В затихшей избе подымался, рос могучий храп вперемежку со стонами, вскриками, бормотаньем, с ясной подчас речью. Просыпается Тихон — и снова кругом сон, храп, ночное бормотанье.
«Декабрь-студенец зиму зачинает», — говорит народ. Варвара[33] реки мостит, Савва[34] снегом стелет, Никола[35] гвоздем приколачивает. Первые морозы — Никольские, зачинается тут зимняя дорога. «Никольский обоз дороже золота», как говорится. Вот так до Николина дня[36] и задержался Кирила Васильич в Вологде. До прочного первопутка. Да и дел было много. Пока выгрузили товары с реки, наняли извозчиков, погрузили на сани, пока с гребцами устюжескими разочлись, пока проезжую грамоту у воеводы выходили, пока с вологодскими торговыми людьми договаривались, пока Никольского пива вдосталь напились — недели как и не бывало. После Николы, на второй день, на свету выехали на тройке из Вологды в возке на Москву вчетвером — Кирила Васильич, Тихон да Ульяш, да с ними еще теперь ехал патриарший человек, Семен Исакович Пахомов.

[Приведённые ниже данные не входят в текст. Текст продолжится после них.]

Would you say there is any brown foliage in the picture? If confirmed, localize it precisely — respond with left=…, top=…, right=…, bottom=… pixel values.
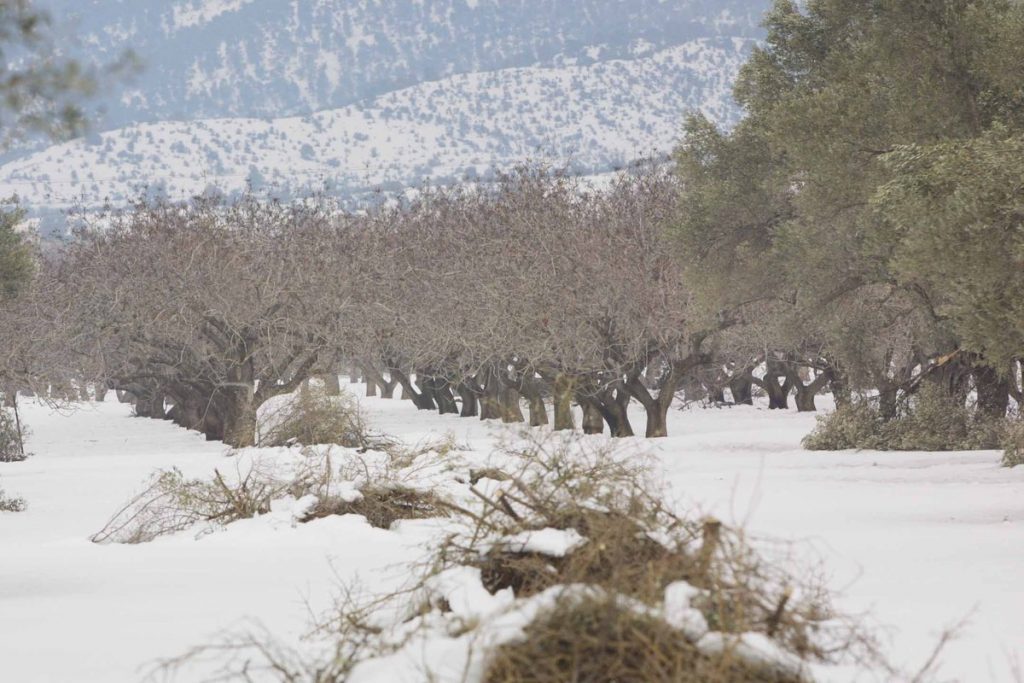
left=485, top=595, right=801, bottom=683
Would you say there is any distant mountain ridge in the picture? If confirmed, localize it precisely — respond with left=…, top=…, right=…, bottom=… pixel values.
left=45, top=0, right=767, bottom=127
left=6, top=0, right=769, bottom=219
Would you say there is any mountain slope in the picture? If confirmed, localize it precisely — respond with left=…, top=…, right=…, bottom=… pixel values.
left=6, top=1, right=769, bottom=217
left=2, top=38, right=754, bottom=212
left=45, top=0, right=767, bottom=128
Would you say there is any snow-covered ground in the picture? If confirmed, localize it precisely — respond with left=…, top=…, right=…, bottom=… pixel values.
left=1, top=390, right=1022, bottom=682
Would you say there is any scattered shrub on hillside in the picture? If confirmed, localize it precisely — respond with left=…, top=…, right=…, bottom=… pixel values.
left=804, top=385, right=1008, bottom=452
left=258, top=387, right=385, bottom=450
left=0, top=409, right=29, bottom=462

Гладка зимняя дорога, гремит колоколец под дугой, рысью идет коренник, вьются пристяжки, уходят назад снегом прикрытые поля, пылят белой пылью поднятые с лежек зайцы, проскачут вдали волки — они на Зачатие святой Анны выходят в гон стаями, мелькают черные деревни, с тихими по морозу дымами коромыслом над крышами, встретятся обозы, тройки, верховые, смеркнется, по алой зоре встанет ранний месяц с рогами, лошади прибавят рыси — впереди отдых, овес.
Ям.
Татары завели и оставили на Руси ямские порядки, от тех еще времен, когда владения рода Чингисхана тянулись от берегов Южно-Китайского моря и до Адриатического. Никогда не бывало в мире державы огромнее Чингисовой, и в этой державе все покоренные народы держали у себя «ямы» — станции через сорок примерно верст, при них всегда готовых лошадей на подставу, чтобы каждый гонец, предъявивший золотую, серебряную либо деревянную пайзу — табличку с именем великого хана, мог сразу получить коней и стремглав скакать дальше.

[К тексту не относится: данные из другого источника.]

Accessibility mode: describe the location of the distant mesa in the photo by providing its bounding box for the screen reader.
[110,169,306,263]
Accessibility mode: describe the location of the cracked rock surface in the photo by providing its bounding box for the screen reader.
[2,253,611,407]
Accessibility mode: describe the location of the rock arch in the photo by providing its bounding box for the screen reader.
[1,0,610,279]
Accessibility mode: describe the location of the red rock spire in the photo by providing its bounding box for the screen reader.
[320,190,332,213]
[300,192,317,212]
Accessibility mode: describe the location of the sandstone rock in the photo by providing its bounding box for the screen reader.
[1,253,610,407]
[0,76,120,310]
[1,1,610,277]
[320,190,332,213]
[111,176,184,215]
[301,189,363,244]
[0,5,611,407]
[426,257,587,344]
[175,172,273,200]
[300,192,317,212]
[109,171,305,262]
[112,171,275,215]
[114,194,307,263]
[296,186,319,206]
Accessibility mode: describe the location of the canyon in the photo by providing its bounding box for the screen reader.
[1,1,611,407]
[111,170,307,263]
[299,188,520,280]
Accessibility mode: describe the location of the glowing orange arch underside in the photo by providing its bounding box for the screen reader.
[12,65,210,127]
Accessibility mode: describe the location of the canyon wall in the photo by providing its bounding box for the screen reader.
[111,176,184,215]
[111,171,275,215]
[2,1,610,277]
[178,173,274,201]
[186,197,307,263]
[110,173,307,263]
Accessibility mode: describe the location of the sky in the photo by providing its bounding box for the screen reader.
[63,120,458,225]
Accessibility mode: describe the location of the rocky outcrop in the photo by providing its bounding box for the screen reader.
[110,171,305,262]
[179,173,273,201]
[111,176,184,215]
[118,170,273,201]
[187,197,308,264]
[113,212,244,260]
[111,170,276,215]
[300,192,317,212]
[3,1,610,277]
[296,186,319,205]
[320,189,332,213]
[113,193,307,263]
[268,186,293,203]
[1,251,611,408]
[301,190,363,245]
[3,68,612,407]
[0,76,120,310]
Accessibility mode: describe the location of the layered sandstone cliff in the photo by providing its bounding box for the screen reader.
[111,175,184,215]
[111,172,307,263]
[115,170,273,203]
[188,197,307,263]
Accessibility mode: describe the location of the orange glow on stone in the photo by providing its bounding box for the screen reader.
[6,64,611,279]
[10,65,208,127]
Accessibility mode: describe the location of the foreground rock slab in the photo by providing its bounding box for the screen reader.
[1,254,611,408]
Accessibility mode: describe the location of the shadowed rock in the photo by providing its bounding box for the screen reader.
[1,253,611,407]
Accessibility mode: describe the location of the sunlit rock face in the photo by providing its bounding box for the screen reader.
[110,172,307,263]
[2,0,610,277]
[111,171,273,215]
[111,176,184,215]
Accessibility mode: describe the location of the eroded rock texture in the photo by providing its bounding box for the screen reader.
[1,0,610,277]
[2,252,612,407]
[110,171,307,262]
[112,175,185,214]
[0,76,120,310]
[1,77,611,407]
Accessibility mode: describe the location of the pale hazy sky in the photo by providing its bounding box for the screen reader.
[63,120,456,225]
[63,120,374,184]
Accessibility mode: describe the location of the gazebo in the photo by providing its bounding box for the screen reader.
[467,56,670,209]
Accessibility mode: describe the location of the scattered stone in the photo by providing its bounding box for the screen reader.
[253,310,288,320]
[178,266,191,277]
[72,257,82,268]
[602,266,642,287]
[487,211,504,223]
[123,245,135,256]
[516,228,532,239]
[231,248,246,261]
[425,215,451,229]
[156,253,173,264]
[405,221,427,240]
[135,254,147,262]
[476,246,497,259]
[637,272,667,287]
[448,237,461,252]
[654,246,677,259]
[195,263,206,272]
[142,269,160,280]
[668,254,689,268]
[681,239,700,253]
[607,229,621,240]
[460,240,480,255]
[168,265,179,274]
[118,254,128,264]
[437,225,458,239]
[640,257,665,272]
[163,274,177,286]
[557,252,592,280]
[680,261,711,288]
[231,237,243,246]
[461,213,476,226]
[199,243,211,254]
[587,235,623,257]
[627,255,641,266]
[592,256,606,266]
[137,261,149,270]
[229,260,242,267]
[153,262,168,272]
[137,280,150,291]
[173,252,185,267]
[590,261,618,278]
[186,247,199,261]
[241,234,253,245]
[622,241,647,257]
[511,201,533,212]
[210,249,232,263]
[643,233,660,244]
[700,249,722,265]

Москва сохранила ямы — ямщину, ямскую гоньбу, ямщиков, на ней держала связь своей земли как на сухопутье, так и на реках.
Четырнадцать ямов стоит между Вологдой и Москвой, четырнадцать ямских дворов, при них ямские старшины, да сотни лошадей стояло наготове. И к ямским дворам то и дело, как пчелы к улью, подлетают на дымящихся лошадях и отлетают возки.
Все теснее становилось на широкой дороге, все больше обгоняли наши путники бесконечных обозов, по пятьдесят, по шестьдесят подвод, тянувших в Москву отовсюду, все больше трусили вершные, не раз встрелись на многих дровнях отряды стрельцов в овчинных тулупах, в собачьих дохах сверх цветных кафтанов, — с торчащими бердышами да пищалями — гнали их на Мангазею, в Енисейск, на Байкал. Проскакала борзая тройка с царским указом в Сибирь, туда же в розвальнях рысцой везли скованных поселенцев под охраной стрельцов с десятниками. Не раз встречались боярские поезда — то царь отпустил бояр с Москвы в отпуск в свои вотчины, то ехали они в Сибирь на воеводства. Неслась, колыхалась с боку на бок шестериком гусем запряженная каптана[37], возницы верхами на лохматых лошаденках, кругом скакали вершные с саблями, а из слюдяного окошка смотрели бородатые лица — и молодые и старые. Всякие.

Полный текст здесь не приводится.